Authorities received a call to assist Jameson Reeder Jr. at Looe Key Reef around 4:30 pm, the Florida Fish and Wildlife Conservation Commission said.
Jameson, who was vacationing with his parents and brother, “took a crushing blow below the knee” from what the family believes was a bull shark when he was snorkeling on a shallow reef, his uncle Joshua Reeder said in an email. a Facebook post.
Jameson held on to a float as his family pulled him onto a boat. The family then applied a tourniquet over the bite to stop the bleeding, the uncle wrote.
The family signaled to a nearby boat that was faster, and which happened to have a nurse on board, the post said. The boat brought Jameson to shore, where paramedics were waiting for him.

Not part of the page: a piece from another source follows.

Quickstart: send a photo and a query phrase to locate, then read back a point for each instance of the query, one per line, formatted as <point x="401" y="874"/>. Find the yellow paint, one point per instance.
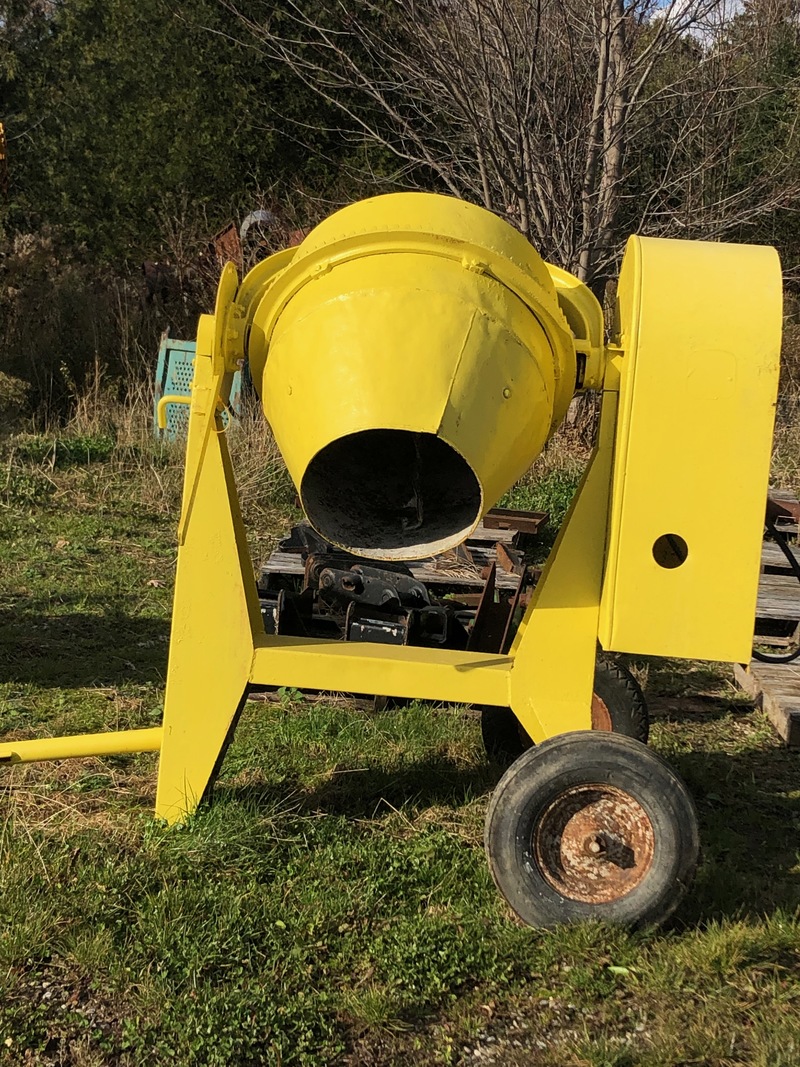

Then a helicopter took him to a children’s hospital in Miami.
“They had to amputate him from just below the knee to save his life as he was inoperable from the damage the shark had done,” the uncle’s post reads.
The bite came as the number of unprovoked shark attacks around the world appears to be leveling off following an upward trend over the past three decades.
Last year, 73 unprovoked shark attacks were confirmed worldwide. That’s in line with the average figure from 2016 to 2020, where the number stood at 72, according to a January report from the International Shark Attack Archive from the Florida Museum of Natural History.
As usual, the majority of unprovoked attacks in 2021 (47) were in the United States. Florida was the state with the most attacks (28), in line with the five-year average of 25, according to the museum.
Many attacks are “cases of mistaken identity,” occurring in poor visibility conditions on the water, according to the museum. Many of the bites occur when humans swim near large schools of prey fish, Robert Hueter, chief scientist at the shark data organization OCEARCH, told CNN earlier this year.
“People are bitten but rarely eaten, and that tells us we’re not on the menu for sharks,” Christopher Lowe, director of the California State University Long Beach Shark Laboratory, told CNN earlier this year. .
Researchers are studying whether certain factors might be driving the rise in shark attacks in another part of the United States — the Northeast — such as rising sea temperatures, possibly pushing the fish that sharks eat further north. , and conservation efforts that increase the numbers of those bait fish.
However, Florida is often the first state for shark attacks, and the majority of Florida attacks occur on the state’s Atlantic coast. Hueter attributes this to the proximity of the Gulf Stream to the coast, the significant waves, the congestion of surfers and swimmers, and the large schools of sharks in the area.
CNN’s Nouran Salahieh contributed to this report.